Они мыслили и чувствовали в разных плоскостях. Каноник убеждал, настаивал — напрасно. Ивонна была непоколебима. Беседа продолжалась, отклоняясь по временам в сторону соглашений относительно будущего.
Пришла ответная телеграмма от Джеральдины Вайкери — она приедет утром. Было условлено, что Ивонна временно поселится у нее, и что все переговоры, во избежание тягостных встреч и бесед, будут идти через нее.
Под конец каноник снова заговорил о деньгах. Хочет она, или не хочет, он все равно положит на ее имя известную сумму. Ивонна снова вспыхнула и возмутилась. Самая мысль о деньгах была ей ненавистна. Он не имеет права заставлять ее поступать так.
— Но ведь это же мой священный долг, и я обязан выполнить его! — воскликнул он наконец в отчаянии. — Неужели же мне так и не удастся втолковать это тебе?
Ивонна встала, подошла к нему и нежно положила руку ему на плечо, заглянув ему в лицо своими грустными темными глазами, теперь еще более грустными от темных кругов, которыми они были обведены.
— Не сердись на меня — ведь мы последний вечер вместе. Я понимаю твое желание обеспечить меня; ты добр и великодушен. Но буду гораздо счастливее, если не буду чувствовать себя в тягость тебе. И мне так нетрудно заработать себе кусок хлеба. Право же, так мне будет легче. Право.
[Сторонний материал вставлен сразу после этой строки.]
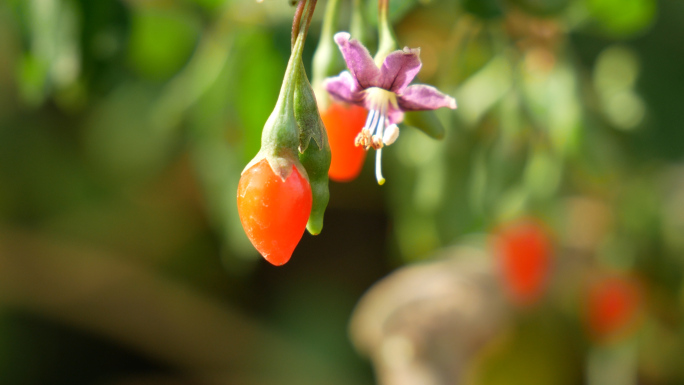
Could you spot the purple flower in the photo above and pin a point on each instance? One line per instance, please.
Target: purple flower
(384, 92)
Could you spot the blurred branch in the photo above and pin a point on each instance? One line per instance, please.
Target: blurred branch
(105, 294)
(424, 323)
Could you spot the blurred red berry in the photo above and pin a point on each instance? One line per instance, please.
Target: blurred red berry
(613, 307)
(273, 212)
(524, 251)
(343, 123)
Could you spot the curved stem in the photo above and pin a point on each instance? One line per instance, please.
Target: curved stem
(387, 42)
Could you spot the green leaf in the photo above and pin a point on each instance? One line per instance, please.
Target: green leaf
(621, 18)
(542, 7)
(485, 9)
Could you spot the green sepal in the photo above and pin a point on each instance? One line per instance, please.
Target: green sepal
(306, 112)
(425, 121)
(484, 9)
(280, 140)
(314, 157)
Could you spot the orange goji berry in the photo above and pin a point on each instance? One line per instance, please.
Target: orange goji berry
(524, 251)
(343, 123)
(273, 212)
(612, 307)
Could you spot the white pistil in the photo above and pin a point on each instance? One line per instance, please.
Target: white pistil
(378, 167)
(377, 132)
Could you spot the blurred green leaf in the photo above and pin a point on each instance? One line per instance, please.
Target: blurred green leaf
(542, 7)
(425, 121)
(621, 18)
(485, 9)
(161, 41)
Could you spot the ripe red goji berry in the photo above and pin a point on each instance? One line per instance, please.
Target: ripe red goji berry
(273, 212)
(343, 123)
(524, 252)
(612, 307)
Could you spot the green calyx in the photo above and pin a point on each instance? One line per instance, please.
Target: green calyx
(280, 136)
(294, 134)
(314, 149)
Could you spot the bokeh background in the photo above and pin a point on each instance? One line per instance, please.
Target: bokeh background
(125, 124)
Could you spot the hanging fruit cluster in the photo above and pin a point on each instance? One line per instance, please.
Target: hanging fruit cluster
(284, 189)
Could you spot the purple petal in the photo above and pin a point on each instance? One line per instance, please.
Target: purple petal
(421, 97)
(399, 69)
(344, 88)
(359, 61)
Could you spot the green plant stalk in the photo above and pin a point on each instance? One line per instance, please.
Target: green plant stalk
(280, 136)
(357, 25)
(323, 61)
(387, 41)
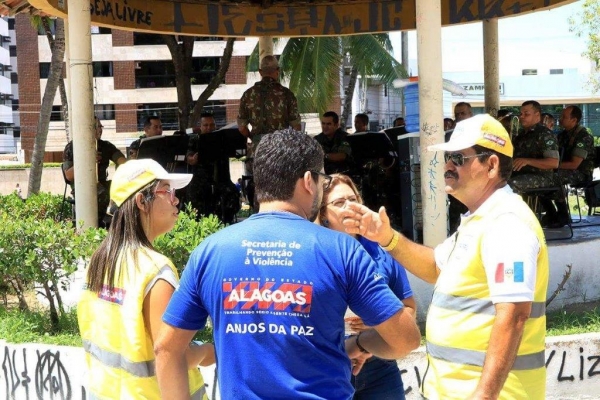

От этого маленького словечка, которым она так часто заканчивала свои фразы, от знакомого прикосновения ее руки, от близости этого нежного, хрупкого тела, сердце его сжалось острой болью: разочарование не убило в нем любви к ней. Он склонил голову на руки.
— Когда-нибудь, Ивонна, может быть, у меня и явится возможность просить тебя вернуться. Если я теперь уступлю тебе, исполнишь ли ты тогда мою просьбу?
Голос его дрожал и обрывался от волнения. Ивонна не могла не заметить этого. И в ней проснулась вся ее доброта и жалость. Она забыла его укоры, безжалостность, религиозные сомнения, которые она объясняла нелюбовью. Его могучие плечи вздрагивали под ее легким прикосновением.
— Я приду когда бы ты ни позвал меня, — молвила она.
— Если я словом или мыслью обидел тебя, Ивонна, прости меня.
Ее рука робко потянулась к пряди седеющих волос упавшей на его лоб, и пригладила ее.
Он поднял голову и остановил на ней взор, полный мучительной тоски.
Потом вскочил на ноги и, прежде чем Ивонна успела опомниться, она была уже в его объятиях, и поцелуи его горели на ее лице.
— Помоги нам, Боже! Помоги, Боже, нам обоим, дитя мое!..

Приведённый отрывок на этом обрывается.